The sobaquera is a Sonoran flour tortilla stretched paper-thin and almost translucent, large enough to drape over a forearm. That is the highest expression of the noroeste tortilla and what the chivichanga was built around. Warm each tortilla for ten seconds per side on a dry comal over medium heat. You want them pliable, not crisp. A cold tortilla cracks when you fold it and a cracked chivichanga leaks in the oil.
Lay one warm tortilla flat. Spoon about three quarters of a cup of the carne deshebrada in a horizontal line just below the center. Top with a generous handful of shredded asadero. Fold the bottom edge of the tortilla up and over the filling, tuck it tight, fold the two sides in toward the center, then roll up away from you into a sealed package. Press the seam down. Do this for all six. Set them seam-side down so the heat of the filling helps them seal.
Heat about two inches of manteca or vegetable oil in a wide heavy skillet or cast iron pan to 350 degrees Fahrenheit. Frying in manteca gives you the right flavor. Vegetable oil is cleaner and acceptable. Lay one or two chivichangas seam-side down in the hot fat. Do not crowd the pan. Fry for two to three minutes per side until the tortilla turns deep golden brown and blisters.
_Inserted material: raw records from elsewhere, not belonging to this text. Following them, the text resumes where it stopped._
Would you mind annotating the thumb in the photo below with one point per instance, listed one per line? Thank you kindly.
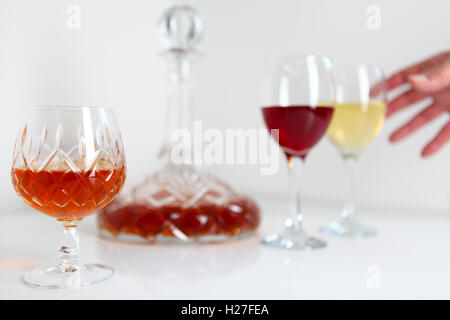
(433, 79)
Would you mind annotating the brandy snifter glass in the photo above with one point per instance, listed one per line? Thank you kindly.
(68, 163)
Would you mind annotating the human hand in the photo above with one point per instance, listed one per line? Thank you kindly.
(430, 78)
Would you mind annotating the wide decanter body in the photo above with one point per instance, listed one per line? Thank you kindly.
(179, 202)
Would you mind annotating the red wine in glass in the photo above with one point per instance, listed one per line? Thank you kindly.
(300, 126)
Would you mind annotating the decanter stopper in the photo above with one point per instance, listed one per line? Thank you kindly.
(180, 28)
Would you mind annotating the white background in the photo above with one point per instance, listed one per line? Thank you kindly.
(113, 60)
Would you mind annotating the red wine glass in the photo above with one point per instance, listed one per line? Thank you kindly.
(297, 106)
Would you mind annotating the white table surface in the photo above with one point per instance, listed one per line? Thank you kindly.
(410, 258)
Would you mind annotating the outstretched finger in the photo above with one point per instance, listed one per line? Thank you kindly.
(432, 79)
(401, 77)
(404, 100)
(418, 121)
(438, 141)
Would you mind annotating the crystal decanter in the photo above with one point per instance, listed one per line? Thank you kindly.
(179, 202)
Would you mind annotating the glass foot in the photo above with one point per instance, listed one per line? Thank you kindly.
(348, 228)
(53, 277)
(290, 238)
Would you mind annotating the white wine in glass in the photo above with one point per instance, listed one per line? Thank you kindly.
(358, 118)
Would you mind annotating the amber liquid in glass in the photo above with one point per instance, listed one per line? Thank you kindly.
(240, 215)
(66, 194)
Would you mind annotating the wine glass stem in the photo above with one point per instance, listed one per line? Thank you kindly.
(295, 167)
(349, 205)
(69, 253)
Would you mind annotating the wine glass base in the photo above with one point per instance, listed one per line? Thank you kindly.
(53, 277)
(293, 239)
(348, 228)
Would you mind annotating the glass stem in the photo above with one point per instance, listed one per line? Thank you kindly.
(295, 167)
(69, 253)
(349, 205)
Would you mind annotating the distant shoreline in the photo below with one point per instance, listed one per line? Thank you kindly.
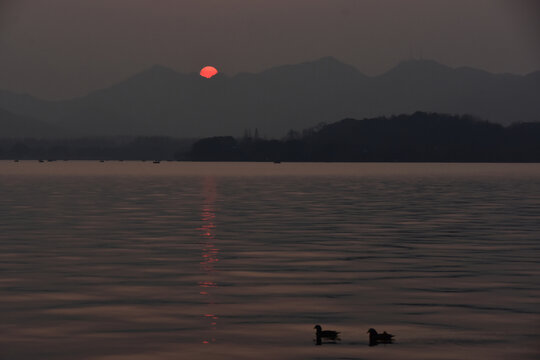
(419, 137)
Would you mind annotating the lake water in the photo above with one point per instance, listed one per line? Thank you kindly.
(133, 260)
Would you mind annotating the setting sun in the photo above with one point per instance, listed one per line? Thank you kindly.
(208, 72)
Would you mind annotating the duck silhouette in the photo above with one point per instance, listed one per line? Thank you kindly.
(376, 338)
(328, 335)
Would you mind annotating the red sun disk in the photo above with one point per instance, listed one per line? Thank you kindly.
(208, 72)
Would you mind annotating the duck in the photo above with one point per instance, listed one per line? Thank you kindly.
(375, 337)
(330, 335)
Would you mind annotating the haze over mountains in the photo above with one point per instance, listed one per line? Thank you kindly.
(160, 101)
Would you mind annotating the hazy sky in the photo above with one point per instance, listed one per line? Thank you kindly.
(64, 48)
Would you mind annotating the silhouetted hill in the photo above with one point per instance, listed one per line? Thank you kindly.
(12, 125)
(418, 137)
(160, 101)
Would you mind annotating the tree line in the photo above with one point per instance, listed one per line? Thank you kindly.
(426, 137)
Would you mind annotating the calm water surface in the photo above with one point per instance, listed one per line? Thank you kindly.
(132, 260)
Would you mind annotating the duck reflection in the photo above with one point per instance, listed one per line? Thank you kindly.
(209, 255)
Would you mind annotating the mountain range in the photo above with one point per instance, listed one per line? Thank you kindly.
(161, 101)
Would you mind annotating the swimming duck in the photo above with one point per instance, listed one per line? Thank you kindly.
(330, 335)
(375, 337)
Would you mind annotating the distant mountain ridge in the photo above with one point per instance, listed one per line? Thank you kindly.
(161, 101)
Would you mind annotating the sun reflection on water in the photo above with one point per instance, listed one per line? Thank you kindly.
(209, 256)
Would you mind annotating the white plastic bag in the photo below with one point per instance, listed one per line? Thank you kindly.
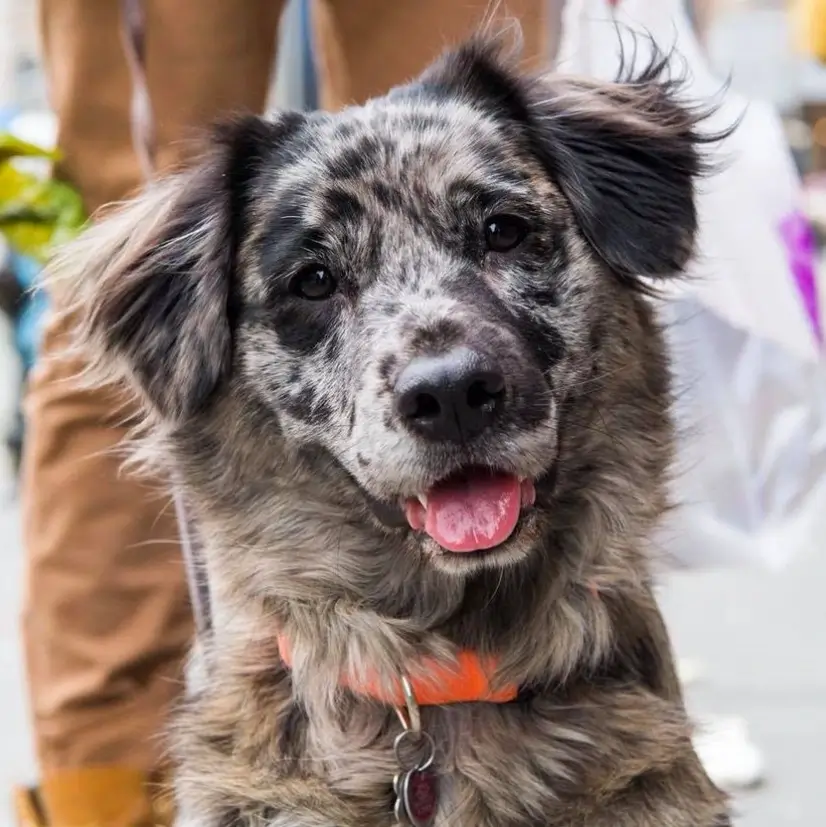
(745, 329)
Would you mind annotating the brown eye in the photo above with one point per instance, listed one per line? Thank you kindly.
(314, 283)
(504, 232)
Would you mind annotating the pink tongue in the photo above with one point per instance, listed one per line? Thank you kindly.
(476, 512)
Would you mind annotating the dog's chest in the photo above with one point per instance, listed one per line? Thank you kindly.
(491, 765)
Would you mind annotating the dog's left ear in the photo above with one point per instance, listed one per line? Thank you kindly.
(149, 288)
(626, 155)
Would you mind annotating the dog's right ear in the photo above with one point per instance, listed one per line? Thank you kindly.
(149, 287)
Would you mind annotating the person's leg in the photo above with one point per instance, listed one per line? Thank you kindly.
(106, 618)
(367, 46)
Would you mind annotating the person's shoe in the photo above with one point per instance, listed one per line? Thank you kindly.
(727, 753)
(94, 797)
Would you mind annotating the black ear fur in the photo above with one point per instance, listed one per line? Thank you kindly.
(626, 154)
(157, 277)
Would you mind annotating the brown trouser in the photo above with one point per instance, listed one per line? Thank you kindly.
(106, 619)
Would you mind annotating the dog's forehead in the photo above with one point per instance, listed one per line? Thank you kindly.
(407, 143)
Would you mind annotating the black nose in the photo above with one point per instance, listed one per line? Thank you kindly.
(452, 397)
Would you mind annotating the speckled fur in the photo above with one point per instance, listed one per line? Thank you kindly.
(276, 415)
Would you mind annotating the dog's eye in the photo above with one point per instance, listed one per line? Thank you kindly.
(313, 283)
(504, 232)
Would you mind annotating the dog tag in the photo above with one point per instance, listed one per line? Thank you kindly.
(417, 798)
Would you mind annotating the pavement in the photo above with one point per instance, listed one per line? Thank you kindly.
(756, 633)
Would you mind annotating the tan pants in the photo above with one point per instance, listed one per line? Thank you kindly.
(106, 620)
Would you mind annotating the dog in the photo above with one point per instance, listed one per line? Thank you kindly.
(405, 366)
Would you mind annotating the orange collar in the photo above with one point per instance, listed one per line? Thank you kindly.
(465, 681)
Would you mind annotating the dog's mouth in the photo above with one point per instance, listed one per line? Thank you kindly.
(474, 509)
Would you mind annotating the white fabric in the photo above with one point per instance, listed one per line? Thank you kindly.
(752, 403)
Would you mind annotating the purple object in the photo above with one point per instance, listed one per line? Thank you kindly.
(799, 239)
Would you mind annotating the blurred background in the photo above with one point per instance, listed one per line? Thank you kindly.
(750, 639)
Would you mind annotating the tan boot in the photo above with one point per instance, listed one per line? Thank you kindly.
(94, 797)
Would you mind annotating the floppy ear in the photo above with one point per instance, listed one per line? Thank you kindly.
(150, 287)
(626, 155)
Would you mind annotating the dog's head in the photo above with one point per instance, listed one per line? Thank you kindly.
(434, 303)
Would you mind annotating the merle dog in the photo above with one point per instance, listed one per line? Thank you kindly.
(404, 364)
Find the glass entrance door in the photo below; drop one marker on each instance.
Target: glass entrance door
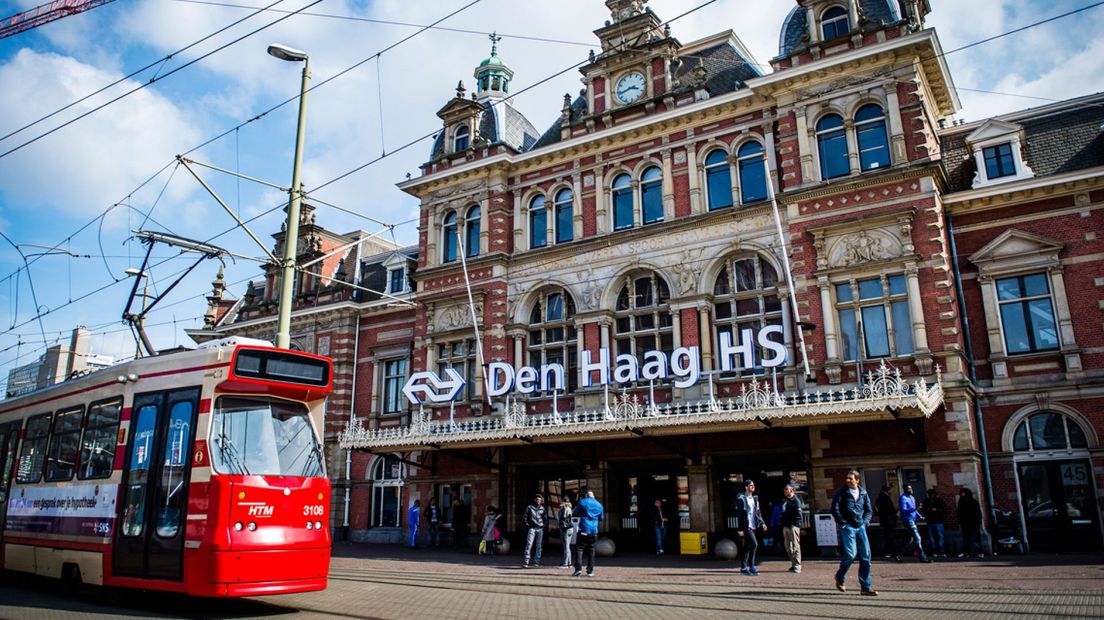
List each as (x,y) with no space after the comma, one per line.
(1060,505)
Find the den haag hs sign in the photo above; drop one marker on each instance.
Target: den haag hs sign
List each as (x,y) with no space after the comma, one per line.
(683,364)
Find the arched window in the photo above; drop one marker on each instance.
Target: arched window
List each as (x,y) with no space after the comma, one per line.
(745,296)
(552,335)
(538,223)
(1048,431)
(651,195)
(462,139)
(564,216)
(623,202)
(752,172)
(718,180)
(873,142)
(831,145)
(388,476)
(643,319)
(834,23)
(471,232)
(448,237)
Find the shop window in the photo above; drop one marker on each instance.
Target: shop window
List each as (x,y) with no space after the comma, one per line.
(651,195)
(538,223)
(623,202)
(471,232)
(1048,431)
(831,146)
(718,180)
(388,476)
(459,355)
(394,376)
(745,296)
(448,237)
(871,137)
(564,216)
(552,335)
(643,320)
(752,172)
(834,23)
(873,318)
(1027,313)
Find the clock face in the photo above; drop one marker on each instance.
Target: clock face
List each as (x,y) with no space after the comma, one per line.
(630,87)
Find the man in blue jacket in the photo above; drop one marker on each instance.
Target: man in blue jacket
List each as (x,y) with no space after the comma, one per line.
(909,516)
(852,511)
(590,512)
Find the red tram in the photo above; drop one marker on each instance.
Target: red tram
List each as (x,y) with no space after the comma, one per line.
(198,472)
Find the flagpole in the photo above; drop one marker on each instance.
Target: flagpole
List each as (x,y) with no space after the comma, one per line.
(785,264)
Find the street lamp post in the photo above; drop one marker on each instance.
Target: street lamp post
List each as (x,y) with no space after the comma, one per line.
(292,233)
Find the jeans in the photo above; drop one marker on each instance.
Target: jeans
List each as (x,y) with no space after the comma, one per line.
(915,541)
(935,534)
(535,536)
(750,549)
(792,537)
(585,546)
(855,544)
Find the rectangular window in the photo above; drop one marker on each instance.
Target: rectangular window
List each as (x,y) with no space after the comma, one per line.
(998,161)
(32,456)
(397,279)
(61,456)
(101,435)
(878,323)
(394,376)
(1027,313)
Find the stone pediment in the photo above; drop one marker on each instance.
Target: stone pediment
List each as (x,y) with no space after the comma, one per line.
(993,129)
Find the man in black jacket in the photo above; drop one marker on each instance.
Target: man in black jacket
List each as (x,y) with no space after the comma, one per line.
(534,535)
(852,512)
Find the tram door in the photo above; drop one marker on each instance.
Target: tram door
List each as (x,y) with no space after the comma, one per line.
(149,536)
(9,436)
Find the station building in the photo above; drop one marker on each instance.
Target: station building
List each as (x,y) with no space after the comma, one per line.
(935,288)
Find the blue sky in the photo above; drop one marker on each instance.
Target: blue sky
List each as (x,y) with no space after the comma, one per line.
(49,189)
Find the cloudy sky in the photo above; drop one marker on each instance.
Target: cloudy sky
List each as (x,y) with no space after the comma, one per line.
(124,153)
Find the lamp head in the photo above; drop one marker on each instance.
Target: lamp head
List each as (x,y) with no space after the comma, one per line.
(285,53)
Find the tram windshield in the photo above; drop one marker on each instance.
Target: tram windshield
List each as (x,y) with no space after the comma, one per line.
(264,437)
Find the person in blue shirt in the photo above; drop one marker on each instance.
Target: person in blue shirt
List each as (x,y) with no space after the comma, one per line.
(851,508)
(906,504)
(590,512)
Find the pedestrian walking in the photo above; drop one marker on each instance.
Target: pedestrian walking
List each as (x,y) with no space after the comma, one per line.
(969,522)
(887,521)
(489,535)
(590,512)
(659,523)
(413,517)
(792,526)
(935,511)
(851,508)
(534,531)
(566,521)
(906,503)
(749,521)
(433,520)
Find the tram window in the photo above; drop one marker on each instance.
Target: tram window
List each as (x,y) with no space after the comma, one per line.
(101,433)
(172,500)
(32,456)
(61,456)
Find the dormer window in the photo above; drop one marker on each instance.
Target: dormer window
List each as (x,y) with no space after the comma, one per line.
(462,139)
(834,23)
(998,161)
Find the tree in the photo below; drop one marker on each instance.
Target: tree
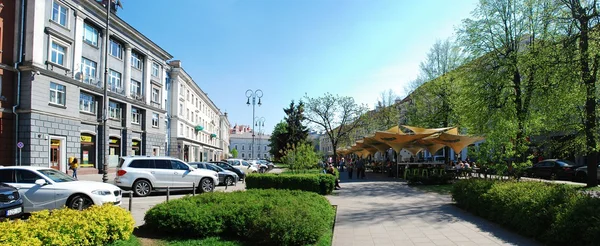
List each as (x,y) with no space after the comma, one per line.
(300,157)
(585,16)
(234,153)
(296,131)
(336,115)
(278,140)
(509,67)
Turn carefully with tongs. Lift out and drain on a wire rack set over a sheet pan. Never on paper towels. Paper traps the moisture and the bottom turns soggy.
Set each chivichanga on a warm plate. Spoon frijoles puercos alongside. Top the chivichanga with a little shredded lettuce, diced tomato, a drizzle of crema, and a generous spoon of salsa verde de tomatillo. Set salsa de chiltepin on the table for the people who want the heat that grows wild in the Sonoran desert. Eat with your hands. A chivichanga waits for nobody. The shell goes from crisp to chewy in fifteen minutes. Asi se hace y punto.